25 мин, 31 сек 5876
Или у тебя работы нет?!
Карлица смешалась. Схватила большую плетёную корзину с ворохом бутафорского тряпья и поковыляла к уже стоявшей ширме.
Смышлёная девчонка, но уж, больно своевольна, глаз да глаз за ней нужен, остальные, что телята без неё, — проворчал Савье, оборачиваясь к Мамлюку.
Гость сидел, сгорбившись, на маленькой скамеечке, которая ему была не по росту.
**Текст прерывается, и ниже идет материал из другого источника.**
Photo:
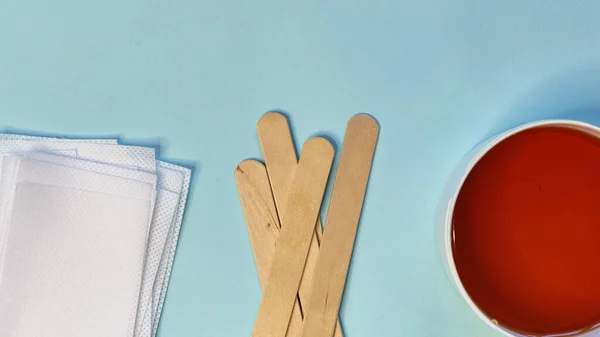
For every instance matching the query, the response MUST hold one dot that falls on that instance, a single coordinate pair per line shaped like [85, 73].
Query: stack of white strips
[88, 231]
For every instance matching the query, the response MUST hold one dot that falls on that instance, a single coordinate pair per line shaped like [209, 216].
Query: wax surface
[527, 232]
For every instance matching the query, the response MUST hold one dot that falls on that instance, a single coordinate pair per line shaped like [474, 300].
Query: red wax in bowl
[526, 232]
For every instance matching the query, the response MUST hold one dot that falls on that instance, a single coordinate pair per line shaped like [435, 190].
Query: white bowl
[446, 208]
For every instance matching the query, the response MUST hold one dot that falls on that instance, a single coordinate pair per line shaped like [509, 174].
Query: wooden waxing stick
[262, 223]
[298, 219]
[281, 161]
[340, 227]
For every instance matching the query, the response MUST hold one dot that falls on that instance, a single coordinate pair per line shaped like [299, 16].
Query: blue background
[193, 77]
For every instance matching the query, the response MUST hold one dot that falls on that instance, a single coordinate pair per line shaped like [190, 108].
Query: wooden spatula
[262, 223]
[341, 224]
[281, 161]
[298, 220]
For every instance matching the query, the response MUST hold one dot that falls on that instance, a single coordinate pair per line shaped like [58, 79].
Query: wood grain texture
[263, 224]
[280, 157]
[340, 227]
[298, 220]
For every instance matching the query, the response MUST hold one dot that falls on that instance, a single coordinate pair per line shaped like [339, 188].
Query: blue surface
[195, 76]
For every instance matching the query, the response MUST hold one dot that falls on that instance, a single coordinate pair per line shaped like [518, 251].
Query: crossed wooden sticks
[302, 267]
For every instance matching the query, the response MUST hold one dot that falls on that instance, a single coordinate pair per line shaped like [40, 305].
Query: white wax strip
[75, 278]
[133, 156]
[89, 166]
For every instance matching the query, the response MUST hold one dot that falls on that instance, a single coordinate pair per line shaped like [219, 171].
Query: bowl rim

Скрестив ноги кое-как под лавкой, он мрачно взглянул на Савье:
Товар есть.
Я пока не при деньгах, — покачал головой Савье.
Карлица, толста, как бочка, могла бы пригодиться тебе.
Неет, говорю же, на мели я, попробуй при дворе герцога поспрашивать, слышал я, шутиха у них померла недавно.
Жаль, — лицо Мамлюка оставалось непроницаемым.
Он был разочарован отказом, но не уходил. Устало прикрыв глаза, он будто дремал. Вяло думал о том, что зря надел такой тёплый плащ. День выдался жаркий для поздней осени, сейчас самое время распутицы и холодного ветра с океана.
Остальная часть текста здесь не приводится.